選挙の投票率は16・8% と、昨年の再選挙時の16・3%と比較し0・5%上昇した。投票数は4776票、うち神村・レダ組の得票数が3540票で、南條・柴組の1133票を大きく引き離した。 今回の全塾協議会選挙はSFCでの投票箱設置不備により、公表が例年より1ヶ月遅れた。 昨年の選挙で有効投票率が10%を下回ったことを受け、選挙管理委員会は今回、ツイッターをはじめとするネット広報による認知度の向上を図った。選挙管理委員長の星勝晃さん(経3)は「成果と言うほどの投票率向上はみられなかったが、ネットを通じた広報活動はまだ改善の余地がある。今後も塾生の目に留まりやすいネット環境を活用したい」と振り返る。

本年度事務局が今後の施策として第一に挙げたのが、自治会費の増額である。現在、塾生は自治会費として1人当たり年間750円を支払っている。しかしこの金額は昭和中頃から変化しておらず、今の物価にそぐわないとの見方を示している。神村さんは「今いる塾生の皆様に一番貢献できるような、サービスと負担の割合が最も適正である金額を模索していきたい」と述べた。

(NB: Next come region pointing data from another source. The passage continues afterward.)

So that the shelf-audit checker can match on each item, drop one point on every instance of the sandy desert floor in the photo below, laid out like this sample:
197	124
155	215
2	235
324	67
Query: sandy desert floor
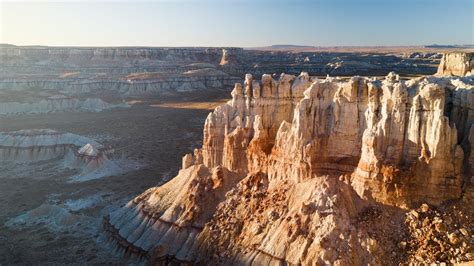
46	219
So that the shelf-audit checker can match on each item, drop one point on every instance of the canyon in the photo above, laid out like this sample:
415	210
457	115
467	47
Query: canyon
304	170
298	156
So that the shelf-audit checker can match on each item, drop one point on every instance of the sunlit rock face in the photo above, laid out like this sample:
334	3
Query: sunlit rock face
456	64
289	164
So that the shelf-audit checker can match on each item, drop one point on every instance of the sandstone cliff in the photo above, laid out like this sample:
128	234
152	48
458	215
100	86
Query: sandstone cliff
456	64
312	171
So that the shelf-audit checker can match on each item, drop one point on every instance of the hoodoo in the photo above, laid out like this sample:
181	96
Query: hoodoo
303	170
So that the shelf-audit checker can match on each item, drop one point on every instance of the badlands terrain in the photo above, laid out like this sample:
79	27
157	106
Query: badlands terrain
294	168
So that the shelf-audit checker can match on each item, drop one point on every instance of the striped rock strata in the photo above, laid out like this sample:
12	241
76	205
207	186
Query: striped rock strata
288	168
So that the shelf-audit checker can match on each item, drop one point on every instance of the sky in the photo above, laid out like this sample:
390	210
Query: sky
242	23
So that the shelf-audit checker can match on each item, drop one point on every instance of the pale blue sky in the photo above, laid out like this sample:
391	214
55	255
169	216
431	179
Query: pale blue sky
242	23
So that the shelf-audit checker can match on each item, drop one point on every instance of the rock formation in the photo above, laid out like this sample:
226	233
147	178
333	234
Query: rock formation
456	64
302	170
86	158
56	104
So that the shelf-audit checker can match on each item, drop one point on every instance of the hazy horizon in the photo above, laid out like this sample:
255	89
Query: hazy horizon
237	23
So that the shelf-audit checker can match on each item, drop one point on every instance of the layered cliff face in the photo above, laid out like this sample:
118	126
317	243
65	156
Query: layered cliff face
56	104
49	153
307	170
456	64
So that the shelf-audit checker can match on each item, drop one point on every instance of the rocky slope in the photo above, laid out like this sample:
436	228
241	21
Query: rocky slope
303	170
457	64
56	104
49	152
162	71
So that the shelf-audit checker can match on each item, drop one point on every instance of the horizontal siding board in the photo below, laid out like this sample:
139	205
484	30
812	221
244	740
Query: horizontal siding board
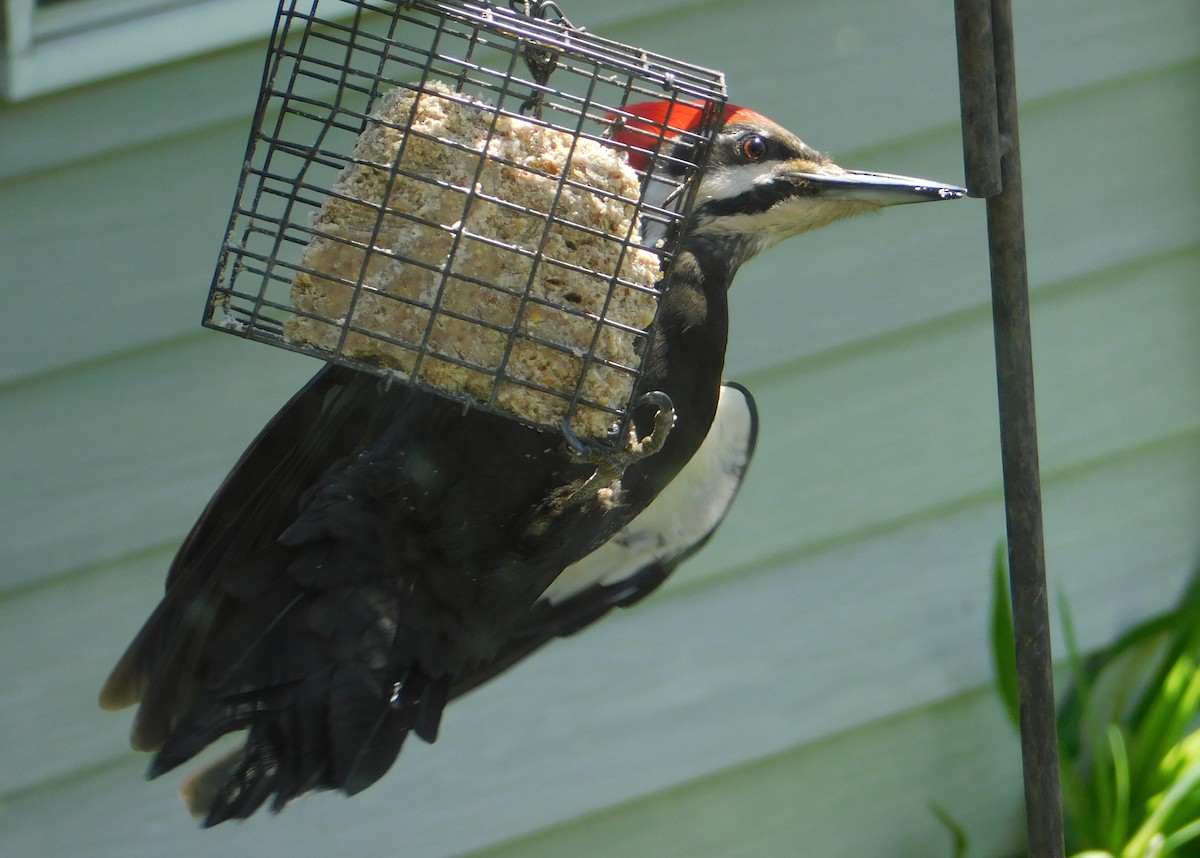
678	688
120	457
865	792
838	60
1087	210
874	373
117	267
886	431
132	258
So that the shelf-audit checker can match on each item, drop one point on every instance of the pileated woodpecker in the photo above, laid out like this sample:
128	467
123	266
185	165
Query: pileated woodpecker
378	551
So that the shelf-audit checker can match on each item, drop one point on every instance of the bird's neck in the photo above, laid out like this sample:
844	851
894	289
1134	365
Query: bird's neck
688	353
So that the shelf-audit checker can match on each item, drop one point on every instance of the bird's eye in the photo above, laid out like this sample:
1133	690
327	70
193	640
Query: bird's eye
754	147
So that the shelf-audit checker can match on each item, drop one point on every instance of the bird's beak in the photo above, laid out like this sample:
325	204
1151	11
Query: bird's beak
875	189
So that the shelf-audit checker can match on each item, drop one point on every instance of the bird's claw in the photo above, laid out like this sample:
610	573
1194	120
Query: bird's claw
611	462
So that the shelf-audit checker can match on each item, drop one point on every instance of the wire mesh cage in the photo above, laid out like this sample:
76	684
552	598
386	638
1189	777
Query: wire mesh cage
432	192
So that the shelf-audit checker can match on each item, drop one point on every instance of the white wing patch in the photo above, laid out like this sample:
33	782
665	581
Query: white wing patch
683	515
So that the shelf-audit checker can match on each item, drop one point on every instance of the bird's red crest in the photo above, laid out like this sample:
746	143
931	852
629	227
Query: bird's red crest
652	121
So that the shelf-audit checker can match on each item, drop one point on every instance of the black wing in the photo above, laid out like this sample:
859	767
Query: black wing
642	555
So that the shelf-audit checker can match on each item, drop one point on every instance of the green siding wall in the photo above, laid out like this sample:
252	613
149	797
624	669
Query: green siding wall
816	677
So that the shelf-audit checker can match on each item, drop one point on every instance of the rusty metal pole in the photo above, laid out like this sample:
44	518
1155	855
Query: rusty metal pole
991	151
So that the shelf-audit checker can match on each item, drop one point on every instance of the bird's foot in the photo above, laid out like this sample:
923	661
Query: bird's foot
610	461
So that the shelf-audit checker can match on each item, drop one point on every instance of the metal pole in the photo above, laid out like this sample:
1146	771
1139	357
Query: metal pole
985	144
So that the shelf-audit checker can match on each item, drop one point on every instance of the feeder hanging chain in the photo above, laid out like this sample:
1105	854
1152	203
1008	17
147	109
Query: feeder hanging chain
540	61
543	9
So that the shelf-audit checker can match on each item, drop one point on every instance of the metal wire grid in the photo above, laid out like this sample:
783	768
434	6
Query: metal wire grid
327	67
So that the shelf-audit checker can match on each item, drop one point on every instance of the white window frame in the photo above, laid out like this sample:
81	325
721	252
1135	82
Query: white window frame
77	42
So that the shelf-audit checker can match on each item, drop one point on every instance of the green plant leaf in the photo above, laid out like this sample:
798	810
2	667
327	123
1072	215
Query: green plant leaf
961	844
1003	639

第二の課題は園遊会の運営健全化である。今年度の園遊会は、非公認での開催が決定されている。実行委員会自体の公

認を取り消す考えは無いとした上で、来年度の園遊会に向けて前向きな姿勢をみせた。 昨年度の活動を通じて浮き彫りとなった課題もある。学生自治は議決機関である全塾協議会と事務局が両輪となり行われているが、議会側の提唱する議論の内容についてはまだ発展の余地があるという。神村さんは「議会での議論を活発化し、学生公開議論のレベル向上を目指していきたい」と語った。

また塾生の全塾協議会への認知度の低さも懸念される。より議論を発展させるためには、塾生目線の判断や意見を反映させるようなシステムが保証されている必要がある。

今後の抱負について、次長に就任したレダさんは「全塾協議会を、誰もが知っている存在にしていきたい」と述べた。神村さんは「113年間続く慶應学生自治の歴史の中で、その時々に応じた、真に塾生のためになる仕事を行いたい」と2年目の意気込みを語った。